16 November 2018 

Senator Louise Pratt
Senate Legal and Constitutional Affairs References Committee
PO Box 6100
Parliament House
Canberra ACT 2600 

Emailed to [email protected]

Dear Senator Pratt
Legislative exemptions that allow faith-based educational
institutions to discriminate against students, teachers and staff

In recent letters to the federal Minister for Education, the Hon Dan Tehan, and to the Shadow Minister, the Hon Tanya Plibersek, AHISA has urged caution in introducing changes to anti-discrimination legislation in relation to schools with a religious affiliation and called for release of the Ruddock Review report as a matter of urgency. 

Schools and their communities and the wider public should have the opportunity to read the deliberations of the Ruddock Review expert panel and the rationale for the Review’s recommendations. The rights of students, teachers and other staff members in schools with a religious affiliation must be protected; however, the lack of evidence that current legislation has failed to protect the interests of students or staff suggests there is time for implications arising from any proposed changes to legislation to be properly considered and accounted for. These implications include:

Language and terminology

Given the current fluidity in use of the terms ‘sex’ and ‘gender’, careful attention must be paid to terms and their definition. For example, a possible unintended consequence of rushed legislative amendments could be to hinder schools moving from single-sex to co-educational provision. Such a move usually entails application for an exemption under state/territory anti-discrimination laws to allow schools to offer preferential enrolment to students of a particular sex.

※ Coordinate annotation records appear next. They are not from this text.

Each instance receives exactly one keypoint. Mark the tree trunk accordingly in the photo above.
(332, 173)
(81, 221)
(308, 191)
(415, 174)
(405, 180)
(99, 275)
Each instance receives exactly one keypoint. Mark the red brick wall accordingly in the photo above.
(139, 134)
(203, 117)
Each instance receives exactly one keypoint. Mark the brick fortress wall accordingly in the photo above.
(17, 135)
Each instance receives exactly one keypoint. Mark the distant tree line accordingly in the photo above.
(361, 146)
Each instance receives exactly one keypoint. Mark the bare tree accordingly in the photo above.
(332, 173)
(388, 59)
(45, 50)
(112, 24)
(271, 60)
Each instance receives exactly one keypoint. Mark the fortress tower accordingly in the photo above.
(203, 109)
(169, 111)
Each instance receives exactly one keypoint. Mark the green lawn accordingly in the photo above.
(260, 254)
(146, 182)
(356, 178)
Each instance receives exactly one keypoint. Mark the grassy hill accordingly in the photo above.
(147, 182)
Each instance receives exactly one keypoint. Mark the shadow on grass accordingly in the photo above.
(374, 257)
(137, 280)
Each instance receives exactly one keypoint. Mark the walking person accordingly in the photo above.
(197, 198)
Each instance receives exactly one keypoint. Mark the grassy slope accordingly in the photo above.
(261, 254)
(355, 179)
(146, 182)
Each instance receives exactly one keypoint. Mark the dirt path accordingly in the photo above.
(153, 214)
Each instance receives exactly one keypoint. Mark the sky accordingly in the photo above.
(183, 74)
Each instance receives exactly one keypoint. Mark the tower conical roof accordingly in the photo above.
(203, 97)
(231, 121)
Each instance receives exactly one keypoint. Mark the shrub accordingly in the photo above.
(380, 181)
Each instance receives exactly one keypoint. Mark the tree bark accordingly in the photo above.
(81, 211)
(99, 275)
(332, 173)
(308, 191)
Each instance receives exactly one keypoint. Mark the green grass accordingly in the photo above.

The Ruddock Review recommendations, as leaked, appear to rely on a ‘transparency’ approach as a means to accommodate religious freedom for schools in the enrolment and recruitment of staff. That is, that a school should have publicly available a policy outlining its position in regard to the religious beliefs it upholds which also details how the policy would be enforced in relation to enrolment and recruitment.

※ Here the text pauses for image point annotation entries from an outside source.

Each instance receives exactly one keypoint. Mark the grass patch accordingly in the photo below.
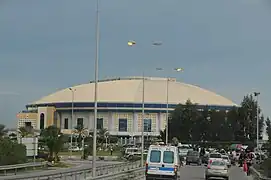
(99, 153)
(108, 153)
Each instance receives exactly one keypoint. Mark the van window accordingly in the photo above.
(168, 157)
(155, 156)
(215, 155)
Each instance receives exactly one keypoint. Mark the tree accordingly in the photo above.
(163, 135)
(23, 132)
(53, 138)
(82, 132)
(248, 117)
(183, 122)
(3, 130)
(13, 137)
(11, 152)
(175, 141)
(268, 131)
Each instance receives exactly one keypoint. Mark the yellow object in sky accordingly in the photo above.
(179, 69)
(131, 43)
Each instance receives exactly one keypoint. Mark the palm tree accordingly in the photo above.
(81, 132)
(13, 137)
(163, 135)
(3, 130)
(53, 138)
(23, 131)
(103, 134)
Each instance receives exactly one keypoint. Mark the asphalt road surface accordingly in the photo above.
(198, 173)
(78, 165)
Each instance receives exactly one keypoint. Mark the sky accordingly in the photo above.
(47, 45)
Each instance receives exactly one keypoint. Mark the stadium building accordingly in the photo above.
(119, 106)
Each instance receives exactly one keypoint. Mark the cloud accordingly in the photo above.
(8, 93)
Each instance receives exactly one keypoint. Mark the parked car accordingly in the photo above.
(205, 159)
(227, 160)
(193, 157)
(217, 169)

AHISA’s submission to the Ruddock Review questioned the strength of transparency as a protection for religious freedom. It is possible that even public statements of faith will be found offensive by some people who, under discrimination laws in at least one Australian state, would be able to mount a case based on their feeling of offence.

Even if a school had posted on its website and included in its information to applicants and new employees a statement of the beliefs and values employees were expected to uphold and demonstrate in their dealings with students and the school community more broadly, it is not clear what the rights of the school would be should a staff member change their sex, sexuality, gender or same-sex marital status in the course of their employment.

AHISA argues in its submission that a transparency approach may be an important first step to achieve balance between competing interests on the issue of religious freedom and freedom from discrimination, but that it will remain weak as a protection for religious freedom because of the application of different interpretations of what constitutes a religion or religious belief in anti-discrimination cases considered by tribunals, commissions and courts.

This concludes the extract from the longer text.